Her looks alone were treasure enough for a hundred men, I thought, but I kept my opinion to myself. Others were not so tactful. It came as no surprise to me when Dovo lumbered up to Kendra and sat down next to the woman. “Buy you an ale, missy?”

I hope I’m never looked at that coldly by a woman. If Dovo had been any other man, his blood would have frozen, and once it thawed he’d have been on his merry way. But his skull was as thick as his muscles, and he merely leered in response to her sneer. “And what are you?” she said, examining his stained clothing. “Slop boy?”

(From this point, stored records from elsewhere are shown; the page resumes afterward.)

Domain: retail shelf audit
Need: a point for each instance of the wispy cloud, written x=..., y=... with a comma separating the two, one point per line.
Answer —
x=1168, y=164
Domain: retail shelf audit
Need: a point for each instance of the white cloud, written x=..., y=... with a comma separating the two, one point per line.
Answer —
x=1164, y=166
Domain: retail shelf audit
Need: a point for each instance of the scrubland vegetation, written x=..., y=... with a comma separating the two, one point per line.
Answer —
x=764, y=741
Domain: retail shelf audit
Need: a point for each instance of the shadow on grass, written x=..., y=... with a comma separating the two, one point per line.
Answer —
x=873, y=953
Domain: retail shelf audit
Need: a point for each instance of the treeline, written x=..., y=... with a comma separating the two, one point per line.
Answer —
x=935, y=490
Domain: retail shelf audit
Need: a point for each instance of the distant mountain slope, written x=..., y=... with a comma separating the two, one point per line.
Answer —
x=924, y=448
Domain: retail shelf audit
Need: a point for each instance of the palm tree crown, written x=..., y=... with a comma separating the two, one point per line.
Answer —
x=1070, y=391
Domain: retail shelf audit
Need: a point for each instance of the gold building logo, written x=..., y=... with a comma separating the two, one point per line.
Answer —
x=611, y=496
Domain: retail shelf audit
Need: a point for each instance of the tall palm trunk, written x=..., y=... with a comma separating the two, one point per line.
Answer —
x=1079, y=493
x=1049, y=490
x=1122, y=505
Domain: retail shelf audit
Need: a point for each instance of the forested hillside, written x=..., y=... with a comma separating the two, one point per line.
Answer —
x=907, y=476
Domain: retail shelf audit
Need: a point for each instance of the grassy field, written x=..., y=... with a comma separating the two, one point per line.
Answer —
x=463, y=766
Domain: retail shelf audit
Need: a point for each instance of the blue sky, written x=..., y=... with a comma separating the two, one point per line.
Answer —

He colored then, and drew himself up. “Slop boy, is it? Not hardly, missy!”

“Nay indeed!” shouted a tavern wag, safely from a dark corner. “A nail gatherer!”

“A fire stoker!” cried another, given the anonymity of the mob and the tavern’s darkness.

“A smith!” insisted Dovo.

“A smith’s assistant!” cried the first voice.

“Then,” said Kendra with a voice that would have frosted over Anauroch, “I’ll know who to come to when I want my horse’s spit licked off its bridle.”

It wasn’t the most eloquent insult I’d ever heard, but it got under Dovo’s skin. “Watch yourself, missy!” he said loud enough for everyone to hear. “There’s more to me than you might think—much more.”

Kendra glanced down, then looked away disinterestedly. “I doubt it.”

He grabbed her arm then and started to whirl her about, but as quick as a snake she pulled out a dagger and pressed it against his throat. “I don’t like being touched,” she said. “Especially not by a smith’s assistant. Barkeep!” she said to

Shortshanks. “Why don’t you toss this bat’s dropping out of your establishment?”

Shortshanks had already come up with that idea on his own. He laid a smart rap behind Dovo’s knee with his mallet, and the man nearly fell. “Out!” the dwarf bellowed, and Kendra added to the command by flinging Dovo toward the door.